The results reported that high levels of anti-spike antibodies were correlated with a significant decrease in the risk of a positive SARS-CoV-2 test during the period of dominance of the Omicron BA.1 and BA.2 subvariants. Anti-spike antibody levels of 800 IU/ml or above were associated with a three-fold reduction in the risk of Omicron infections.

However, the same reduction in risk was not observed for participants who were vaccinated but did not have previous SARS-CoV-2 infections, which indicates that binding antibody levels can only be considered a correlate of protection against Omicron infections for vaccinated individuals with previous SARS-CoV-2 infections.

The results of the present study corroborated the findings of other similar studies that used in-house immunoassays. Furthermore, another study by the same researchers that evaluated the neutralization capacity among vaccinated infected and uninfected participants found that the level of anti-spike antibodies did not correlate with that of neutralization antibodies against the Omicron subvariants in vaccinated uninfected individuals but did in vaccinated individuals with previous SARS-CoV-2 infections.
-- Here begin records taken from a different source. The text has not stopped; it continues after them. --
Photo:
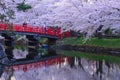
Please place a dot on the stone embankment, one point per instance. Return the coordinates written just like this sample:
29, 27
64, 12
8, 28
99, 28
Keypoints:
92, 49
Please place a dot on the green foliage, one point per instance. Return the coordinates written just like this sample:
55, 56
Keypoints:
23, 48
2, 17
22, 6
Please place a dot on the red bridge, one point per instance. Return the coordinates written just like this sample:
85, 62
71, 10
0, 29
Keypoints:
48, 32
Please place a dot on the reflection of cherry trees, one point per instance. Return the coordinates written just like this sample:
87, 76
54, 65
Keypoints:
82, 15
83, 69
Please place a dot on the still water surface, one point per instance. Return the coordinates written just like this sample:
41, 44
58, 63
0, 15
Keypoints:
78, 68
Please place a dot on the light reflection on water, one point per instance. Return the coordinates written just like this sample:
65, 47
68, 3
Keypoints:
77, 69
Cumulatively, the results provided evidence that hybrid immunity from vaccinations and previous SARS-CoV-2 infections provide the best protection against the Omicron subvariants. However, the authors mentioned whether binding antibody levels can be used as a correlate of protection against infection from other Omicron subvariants with stronger immune-evading abilities remains unclear.
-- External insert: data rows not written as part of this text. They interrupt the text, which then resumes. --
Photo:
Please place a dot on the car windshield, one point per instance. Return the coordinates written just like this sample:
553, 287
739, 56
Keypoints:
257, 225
Emergent Omicron subvariants carrying novel mutations may impact the binding antibody levels, and the validity of anti-spike RBD antibodies as a correlate of protection would need to be re-examined.

Conclusions

Overall, the results suggested that binding antibody levels can serve as a correlate of protection against Omicron subvariants in individuals with hybrid immunity from vaccinations and previous SARS-CoV-2 infections.

With the emergence of Omicron subvariants and other SARS-CoV-2 variants containing novel mutations that allow them to escape humoral immunity, the validity of SARS-CoV-2 binding antibodies as a measurement of protection will have to be re-examined.

*Important notice: medRxiv publishes preliminary scientific reports that are not peer-reviewed and, therefore, should not be regarded as conclusive, guide clinical practice/health-related behavior, or treated as established information.